El día que me quieras, la pieza más popular de José Ignacio Cabrujas, se ha vuelto a representar en Caracas. Este fin de semana comienza una nueva temporada en el Teatro de Chacao, con el mismo montaje que Juan Carlos Gené dirigiera para el Grupo Actoral 80. Todo es igual, la escenografía, el vestuario, los movimientos de los actores, el ritmo… todo, menos la interpretación de Héctor Manrique en el papel de Pío Miranda, el fracasado comunista que, a falta de un proyecto de vida, se pasa los años haciendo el relato de la épica soviética con el aire embelesado de los fans de las estrellas de Hollywood.
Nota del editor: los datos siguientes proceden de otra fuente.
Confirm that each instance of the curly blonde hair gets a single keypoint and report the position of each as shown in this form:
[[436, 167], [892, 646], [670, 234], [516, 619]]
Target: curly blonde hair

En esta ocasión, el Pío Miranda de Héctor Manrique está muy lejano del que en su momento encarnaran Fausto Verdial y el propio Cabrujas, quienes entregaron un personaje idealista, siempre en la mercurial línea entre lo trágico y lo cómico. Pero incluso el Pío Miranda del anterior Manrique es distinto de este que respirará en el Centro Cultural Chacao hasta el 21 de julio. El de ahora es menos llorón que el de antes, pero más desgarrado, más desesperado. La evolución del trabajo de Manrique, en contraste con el del resto del elenco, que conserva el registro tenso pero amable, dulcemente provinciano, lo hace aparecer anticlimático, un huracán de angustia en medio del salón de las hermanas Ancízar, donde la brisa filtrada por los helechos parece morigerar las frustraciones.
Este Pío Miranda no tiene el pantalón sobre el ombligo (como lo usaba Raúl Rodríguez Bauza, tío de Manrique, militante del Partido Comunista como Héctor, su padre). Todas esas marcas son insustanciales ahora, cuando el actor no quiere rozar la comicidad sino entregar con toda crudeza el dolor y la vergüenza de todos los Píos Miranda de Venezuela, malogrados pero honestos, fallidos pero dignos en su austeridad de hombres humildes, que no han trocado su oscuro empleo en una escuela nocturna por una jugosa canonjía en la dictadura de turno.
Este Pío Miranda está impregnado la consternación del venezolano decente, abrumado y perplejo, entre el descampado moral a que ha descendido el país. Tal es su perturbación por el hedor a corrupción que entra por las ventanas de las Ancízar, que parece un Dorian Gray, afeado y avejentado al tiempo que se deteriora el cuadro circundante.
Hay, sin embargo, un momento en que ese Pío Miranda parece recomponerse de su trastorno. Es cuando se dirige a Gardel (en insólita visita a la casa de las caraqueñas, durante su visita a esta ciudad antes de hacer una parada en Medellín con rumbo a la eternidad). Miranda le dice al Zorzal: “Su presencia en esta casa es un gesto afortunado propio de un gran artista popular”. De pronto ha adoptado el tono de un adulto, de alguien que se ha puesto al frente de su destino y ya no habla como un admirador de los embelecos del Hollywood estalinista, sino como un hombre que ha cobrado súbita conciencia de que su país es Venezuela, su realidad está aquí y no en un koljosz en Ucrania ni en el balcón de la zarina. De repente parece caer en cuenta de que su peripecia no merodea por los alrededores del Terrible sino que está amarrada a la tiranía del Bagre. Y, con desolada serenidad, se dirige a Gardel para advertirle a qué erial de la justicia ha traído su arte.
—Permítame decirle –es Pío Miranda levantando la mirada a Gardel– que hemos soportado durante veintisiete años una brutal dictadura, y que las cárceles de este país están llenas de gente decente. Que nuestro pueblo se muere de hambre y de paludismo mientras los jerarcas del régimen derrochan el dinero a manos llenas. Pero que en todas partes hay un espíritu combativo que en poco tiempo logrará imponerse (…). Cuando esto ocurra, y ocurrirá, téngalo por seguro, el gobierno popular lo invitará (…) para que su arte pueda ser escuchado por el pueblo y no por la banda de criminales que mayoritariamente llenó hoy el teatro Principal.
En estos días, un ministro célebre por sus carcajadas frente a las cifras de homicidios en Venezuela, mostró como logro del régimen la venta hasta el agotamiento de las entradas para el espectáculo de Beyoncé. Bienvenida sea la talentosa beldad norteamericana. Un día, algún Pío Miranda reunirá redaños para decirle que cantó, monumental y broncínea, no lejos de donde gemía Iván Simonovis su abominable presidio.